Lompat ke konten Lompat ke sidebar Lompat ke footer

DPRD Nganjuk Sahkan Raperda Desa, 230 Desa di Nganjuk Siap Gelar Pilkades Serentak 2027

Rapat paripurna di DPRD Kabupaten Nganjuk, Rabu (20/5/2026)

Nganjuknews.com – DPRD Kabupaten Nganjuk resmi mengesahkan Rancangan Keputusan (Rantus) terhadap Rancangan Peraturan Daerah (Raperda) tentang Desa, dalam rapat paripurna yang digelar Rabu (20/5/2026).

Regulasi tersebut menjadi payung hukum pelaksanaan Pemilihan Kepala Desa (Pilkades) serentak 2027 di Kabupaten Nganjuk.

Ketua DPRD Kabupaten Nganjuk, Tatit Heru Tjahjono, mengatakan Raperda Desa merupakan penyempurnaan atas Perda Nomor 6 Tahun 2020.

Menurut dia, pembahasan dilakukan bersama Komisi I DPRD dengan menghimpun berbagai masukan dari kepala desa, tokoh masyarakat, hingga organisasi perangkat desa.

"Semua masukan sudah kami tampung dan dibahas bersama Komisi I. Hari ini sudah dituangkan dalam perda yang disahkan. Nanti teknis pelaksanaannya dilanjutkan melalui peraturan bupati," kata Tatit.

Ia menjelaskan, setelah rapat paripurna, Raperda Desa akan diajukan kepada Gubernur Jawa Timur untuk mendapatkan persetujuan sebelum ditetapkan menjadi peraturan daerah.

"Nanti teknis-teknisnya akan dijabarkan lebih rinci di Perbup (Peraturan Bupati Nganjuk).
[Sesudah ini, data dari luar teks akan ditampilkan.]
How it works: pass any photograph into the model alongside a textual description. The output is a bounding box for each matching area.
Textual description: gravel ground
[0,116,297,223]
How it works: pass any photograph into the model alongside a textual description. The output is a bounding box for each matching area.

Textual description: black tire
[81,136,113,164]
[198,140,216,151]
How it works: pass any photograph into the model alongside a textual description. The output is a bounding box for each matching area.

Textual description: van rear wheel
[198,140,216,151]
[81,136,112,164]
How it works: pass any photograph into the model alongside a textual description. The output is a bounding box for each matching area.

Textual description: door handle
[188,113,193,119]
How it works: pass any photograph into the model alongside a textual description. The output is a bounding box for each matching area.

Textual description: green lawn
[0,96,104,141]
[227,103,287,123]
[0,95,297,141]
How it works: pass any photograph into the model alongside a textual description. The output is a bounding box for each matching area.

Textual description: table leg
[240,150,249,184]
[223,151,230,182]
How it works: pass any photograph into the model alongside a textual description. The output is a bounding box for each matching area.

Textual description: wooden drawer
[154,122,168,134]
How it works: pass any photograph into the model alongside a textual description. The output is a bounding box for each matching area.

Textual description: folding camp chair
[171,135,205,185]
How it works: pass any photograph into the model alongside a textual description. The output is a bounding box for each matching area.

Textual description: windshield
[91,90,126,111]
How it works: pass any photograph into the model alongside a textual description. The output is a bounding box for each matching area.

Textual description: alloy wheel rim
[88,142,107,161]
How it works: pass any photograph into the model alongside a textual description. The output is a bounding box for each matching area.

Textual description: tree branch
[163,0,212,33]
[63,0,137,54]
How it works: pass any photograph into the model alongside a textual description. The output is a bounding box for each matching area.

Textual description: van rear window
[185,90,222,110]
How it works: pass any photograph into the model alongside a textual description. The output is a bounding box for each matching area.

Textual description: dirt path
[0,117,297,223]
Terkait Pilkades dan pengisian perangkat desa memang di sini (Perda Desa) tempatnya," ungkapnya.

Politikus PDI Perjuangan itu memperkirakan Pilkades gelombang pertama akan digelar sekitar Februari hingga Maret 2027.

Dari total 264 desa di Kabupaten Nganjuk, sekitar 230 desa diproyeksikan mengikuti pemilihan kepala desa pada tahap awal.

"Perda ini akan memberi kepastian hukum bagi proses pengisian jabatan kepala desa dan perangkat desa, sekaligus mempercepat tahapan persiapan Pilkades serentak di Kabupaten Nganjuk," beber Tatit.

Sementara itu, Wakil Bupati Nganjuk, Trihandy Cahyo Saputro, mengatakan aturan turunan dalam bentuk Peraturan Kepala Daerah (Perkada) masih terus dibahas.

Menurut dia, masih ada sejumlah aturan teknis yang perlu dimatangkan, seperti mekanisme pemberhentian kepala desa yang tersangkut persoalan hukum hingga kewajiban mundur bagi perangkat desa yang mencalonkan diri dalam Pilkades.

"Meskipun proses penyusunan menghadapi tantangan waktu yang ketat karena berdekatan dengan bulan puasa dan Idul Fitri, kami terus mematangkan pembahasan agar Pilkades dari tiga periode berbeda ini bisa dilaksanakan serentak dalam satu waktu," jelas Handy.

Momentum rapat paripurna yang bertepatan dengan peringatan Hari Kebangkitan Nasional juga dimaknai sebagai upaya memperkuat hubungan dengan pemerintah pusat.

Pemerintah Kabupaten (Pemkab) Nganjuk optimistis keterbukaan akses dan sinkronisasi program dengan pemerintah pusat akan mempercepat pembangunan desa yang unggul dan berdaya saing demi kesejahteraan masyarakat.